I wonder if the translations in Zanata are worth out time. They’re against a very old version, and the PulseAudio project on Zanata wasn’t really advertised outside the RHEL group that not many Fedora translators work on. It might be the case that translations sent through patches and MRs are more complete and up to date.
It looks like this is going to take a fair bit of manual work anyway, so it doesn't make that much difference that I need to manually copy the .po files from the Zanata web page. So far I've checked 4 translations: as, bn_IN, bg and ca. Out of those as and bn_IN didn't contain any new translations, but bg was a completely new translation and ca was more recent than what we have upstream.

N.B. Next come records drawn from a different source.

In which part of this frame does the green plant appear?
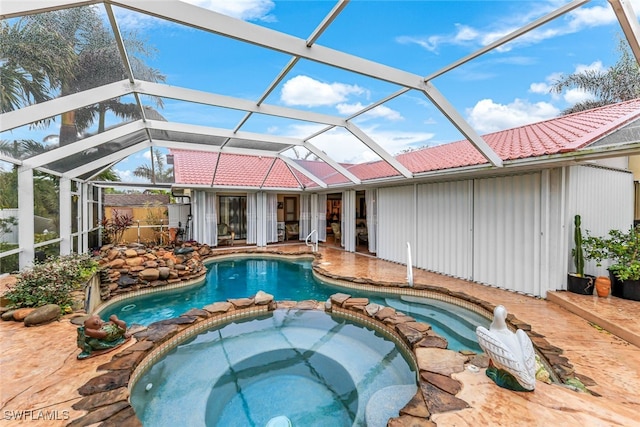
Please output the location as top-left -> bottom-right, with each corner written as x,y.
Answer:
5,254 -> 98,308
571,215 -> 584,277
101,209 -> 133,244
584,225 -> 640,280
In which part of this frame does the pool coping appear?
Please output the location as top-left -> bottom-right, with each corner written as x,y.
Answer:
69,250 -> 584,425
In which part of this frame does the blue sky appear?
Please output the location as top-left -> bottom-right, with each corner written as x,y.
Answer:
1,0 -> 640,179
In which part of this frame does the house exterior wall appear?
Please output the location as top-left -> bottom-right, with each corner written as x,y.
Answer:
563,165 -> 634,278
378,166 -> 633,297
414,181 -> 473,279
378,185 -> 417,264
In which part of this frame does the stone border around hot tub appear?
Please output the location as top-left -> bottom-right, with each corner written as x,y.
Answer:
68,250 -> 595,426
93,250 -> 320,314
68,293 -> 488,426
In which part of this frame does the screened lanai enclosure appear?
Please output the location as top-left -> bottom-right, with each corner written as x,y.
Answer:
0,0 -> 640,296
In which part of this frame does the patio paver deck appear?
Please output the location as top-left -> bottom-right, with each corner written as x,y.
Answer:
0,245 -> 640,426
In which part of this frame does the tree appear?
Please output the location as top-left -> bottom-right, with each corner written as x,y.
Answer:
0,7 -> 165,145
551,38 -> 640,115
0,18 -> 77,113
133,148 -> 173,182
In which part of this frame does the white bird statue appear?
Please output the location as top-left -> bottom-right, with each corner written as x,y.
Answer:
476,305 -> 536,391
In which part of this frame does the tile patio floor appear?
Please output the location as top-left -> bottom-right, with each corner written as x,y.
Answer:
0,245 -> 640,427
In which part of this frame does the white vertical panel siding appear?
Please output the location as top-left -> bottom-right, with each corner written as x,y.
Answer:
559,165 -> 633,278
473,173 -> 542,295
378,185 -> 419,264
340,190 -> 356,252
415,180 -> 473,279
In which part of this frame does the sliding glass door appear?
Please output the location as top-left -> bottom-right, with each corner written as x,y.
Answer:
218,196 -> 247,240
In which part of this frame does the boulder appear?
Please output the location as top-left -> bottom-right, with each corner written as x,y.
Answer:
138,268 -> 160,281
13,308 -> 35,322
24,304 -> 61,326
254,291 -> 273,305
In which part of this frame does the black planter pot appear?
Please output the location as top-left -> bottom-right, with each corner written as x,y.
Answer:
567,273 -> 596,295
609,270 -> 624,298
622,280 -> 640,301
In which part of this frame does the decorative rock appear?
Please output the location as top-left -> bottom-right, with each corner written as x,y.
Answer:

I think it still makes sense to go through the Zanata translations and take what is easy to take. I have patches for bg (new language) and ca (new translated strings). There are still 34 languages to check before I'll submit the patches.
Weblate will open PR when new contributions are committed.

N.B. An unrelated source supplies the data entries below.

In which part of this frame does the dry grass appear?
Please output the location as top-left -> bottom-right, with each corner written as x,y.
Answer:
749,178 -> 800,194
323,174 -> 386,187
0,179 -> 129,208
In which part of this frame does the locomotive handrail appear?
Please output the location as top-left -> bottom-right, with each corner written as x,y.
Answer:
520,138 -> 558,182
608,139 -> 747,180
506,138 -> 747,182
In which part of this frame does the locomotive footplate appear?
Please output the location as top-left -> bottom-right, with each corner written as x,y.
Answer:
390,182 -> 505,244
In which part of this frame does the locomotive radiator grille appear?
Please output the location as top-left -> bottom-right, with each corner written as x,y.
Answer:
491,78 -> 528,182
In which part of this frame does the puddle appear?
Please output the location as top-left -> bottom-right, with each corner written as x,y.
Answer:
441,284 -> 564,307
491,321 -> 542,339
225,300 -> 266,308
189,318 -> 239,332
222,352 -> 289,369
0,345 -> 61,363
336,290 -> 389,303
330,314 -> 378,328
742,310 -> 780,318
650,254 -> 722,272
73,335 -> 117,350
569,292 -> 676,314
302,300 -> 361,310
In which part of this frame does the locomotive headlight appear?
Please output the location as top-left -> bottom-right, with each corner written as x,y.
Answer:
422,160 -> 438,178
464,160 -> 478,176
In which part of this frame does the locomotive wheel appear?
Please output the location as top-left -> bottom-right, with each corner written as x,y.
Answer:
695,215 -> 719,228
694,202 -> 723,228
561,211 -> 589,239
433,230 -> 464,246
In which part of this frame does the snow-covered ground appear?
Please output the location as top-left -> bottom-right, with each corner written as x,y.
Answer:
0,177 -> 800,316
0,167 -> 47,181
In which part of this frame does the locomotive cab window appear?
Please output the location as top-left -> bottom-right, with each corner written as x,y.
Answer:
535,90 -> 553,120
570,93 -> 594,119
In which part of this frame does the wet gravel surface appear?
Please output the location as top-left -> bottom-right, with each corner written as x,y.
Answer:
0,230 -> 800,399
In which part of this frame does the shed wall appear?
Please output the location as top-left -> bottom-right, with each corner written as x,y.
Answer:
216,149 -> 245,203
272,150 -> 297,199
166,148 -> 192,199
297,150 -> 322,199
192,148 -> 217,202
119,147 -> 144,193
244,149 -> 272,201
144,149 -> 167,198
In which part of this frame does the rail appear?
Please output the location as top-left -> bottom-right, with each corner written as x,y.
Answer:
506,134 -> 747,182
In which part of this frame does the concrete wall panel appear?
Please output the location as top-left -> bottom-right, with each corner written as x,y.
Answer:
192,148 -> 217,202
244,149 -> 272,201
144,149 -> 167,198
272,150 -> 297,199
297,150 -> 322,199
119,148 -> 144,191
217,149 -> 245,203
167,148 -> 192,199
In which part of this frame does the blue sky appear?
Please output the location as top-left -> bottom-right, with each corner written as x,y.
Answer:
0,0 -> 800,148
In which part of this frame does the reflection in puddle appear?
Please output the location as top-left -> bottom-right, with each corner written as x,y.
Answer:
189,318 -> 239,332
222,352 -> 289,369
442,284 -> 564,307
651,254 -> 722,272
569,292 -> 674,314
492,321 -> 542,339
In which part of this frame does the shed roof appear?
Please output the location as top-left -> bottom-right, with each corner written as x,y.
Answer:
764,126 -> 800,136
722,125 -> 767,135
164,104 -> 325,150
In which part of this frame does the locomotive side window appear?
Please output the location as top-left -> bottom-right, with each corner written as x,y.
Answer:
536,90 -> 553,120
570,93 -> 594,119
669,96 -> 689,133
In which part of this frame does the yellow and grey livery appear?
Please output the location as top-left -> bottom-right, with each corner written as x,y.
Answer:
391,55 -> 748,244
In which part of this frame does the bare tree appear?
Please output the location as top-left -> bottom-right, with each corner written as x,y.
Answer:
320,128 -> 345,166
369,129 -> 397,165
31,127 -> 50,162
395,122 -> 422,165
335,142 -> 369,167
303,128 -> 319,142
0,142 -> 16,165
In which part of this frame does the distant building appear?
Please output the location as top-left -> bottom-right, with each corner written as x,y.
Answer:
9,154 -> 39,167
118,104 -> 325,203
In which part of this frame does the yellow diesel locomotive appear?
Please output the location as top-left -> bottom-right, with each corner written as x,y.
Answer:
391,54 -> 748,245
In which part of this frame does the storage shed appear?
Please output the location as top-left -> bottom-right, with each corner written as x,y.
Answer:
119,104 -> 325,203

Weblate will squash commits per author inside the PR.
Weblate will update LINGUAS when new languages are added.
Weblate will update po files each time you update the pot file.
No user is made admin yet, please provide your usernames (just connect once to the translation platform so I can see you).
I should have the preparations for the main pulseaudio repository finished soon.
@arun, @gchini: If you want admin rights for Weblate, log in to translate.fedoraproject.org (if you don't have a Fedora account, you'll need to create one).
Could not push the repository.Weblate could not push changes to the upstream repository.2020/02/18 15:38:43 fork.go:55: gitlab project not found, verify you have access to the requested resource (1)6 days ago
So, tiny bad news here.
We discovered Weblate can interact with gitlab, but only the one of gitlab.com... Because of the tool they use to open the Pull request.
The single impact: Weblate can't open pull request directly on your repository.
All other features works as expected. Translators can work, they get latest changes from your repositories.
@jibecfed, can something be done about the paprefs alert I mentioned ("Could not push the repository")? Why is there an alert only for paprefs and not for pavucontrol?
Thanks for removing the error! Unfortunately, the same error seems to be back.